Why Datadog
Datadog gives me infrastructure-level observability across servers, containers, and services. Where New Relic focuses on application performance, Datadog brings the full picture — host metrics, container health, log aggregation, and cross-service dashboards.
How I Use It
At KnausDev, I use Datadog on client infrastructure where I need to correlate application behavior with system-level metrics. CPU spikes during queue processing, memory pressure on Docker containers, disk I/O during database migrations — these are infrastructure problems that don’t show up in application-level monitoring alone.
On platforms like Exlink with 15+ servers across Hetzner and Azure, Datadog ties together what’s happening across providers into a single view. Background jobs processing expert matching queries, Meilisearch indexing, and Zoom webhook ingestion all generate infrastructure load that needs visibility beyond the Laravel application layer.
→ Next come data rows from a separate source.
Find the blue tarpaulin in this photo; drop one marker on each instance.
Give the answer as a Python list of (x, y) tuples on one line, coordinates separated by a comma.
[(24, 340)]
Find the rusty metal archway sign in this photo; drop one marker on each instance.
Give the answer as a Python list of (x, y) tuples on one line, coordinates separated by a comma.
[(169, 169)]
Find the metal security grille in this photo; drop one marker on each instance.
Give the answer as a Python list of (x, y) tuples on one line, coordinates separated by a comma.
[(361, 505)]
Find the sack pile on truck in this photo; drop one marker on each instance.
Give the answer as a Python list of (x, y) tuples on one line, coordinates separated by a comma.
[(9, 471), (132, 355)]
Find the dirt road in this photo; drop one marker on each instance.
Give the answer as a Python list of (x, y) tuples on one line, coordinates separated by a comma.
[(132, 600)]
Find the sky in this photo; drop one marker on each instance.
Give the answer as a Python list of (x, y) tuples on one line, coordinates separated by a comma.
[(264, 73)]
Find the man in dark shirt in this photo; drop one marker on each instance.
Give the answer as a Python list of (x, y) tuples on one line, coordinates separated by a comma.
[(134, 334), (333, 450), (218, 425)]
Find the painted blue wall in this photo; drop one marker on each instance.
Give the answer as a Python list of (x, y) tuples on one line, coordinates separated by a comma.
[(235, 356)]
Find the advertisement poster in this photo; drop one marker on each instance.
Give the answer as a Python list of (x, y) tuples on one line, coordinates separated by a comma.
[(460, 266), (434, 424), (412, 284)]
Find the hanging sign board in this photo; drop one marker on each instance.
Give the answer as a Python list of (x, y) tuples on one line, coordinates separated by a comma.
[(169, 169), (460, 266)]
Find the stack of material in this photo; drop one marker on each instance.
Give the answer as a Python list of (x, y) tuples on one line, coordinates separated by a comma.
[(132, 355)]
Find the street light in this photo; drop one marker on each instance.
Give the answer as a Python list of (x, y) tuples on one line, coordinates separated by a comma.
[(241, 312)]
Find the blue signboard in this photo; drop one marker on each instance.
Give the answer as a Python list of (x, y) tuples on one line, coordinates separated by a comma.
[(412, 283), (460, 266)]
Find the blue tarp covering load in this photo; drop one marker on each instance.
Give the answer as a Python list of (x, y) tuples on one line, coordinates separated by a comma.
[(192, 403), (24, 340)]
RUM & Session Tracking gives me the frontend side — real user performance data, session replays, and error tracking from the browser. When a client reports something is broken, I can pull up the exact session and see what happened from their perspective.
Log management is the other key piece. Centralizing logs from Laravel applications, Nginx, and background workers into a single searchable interface saves hours of SSH-ing into individual servers to grep through log files.
In the Stack
Datadog, New Relic, and Uptime Kuma cover three different levels of the same problem across KnausDev infrastructure. Uptime Kuma watches the surface — is it responding. New Relic watches the application — is it performing. Datadog watches the infrastructure — is it healthy. k6 validates performance before deployment. Not every project needs all four, but having experience across the spectrum means I can pick the right tool for the scale.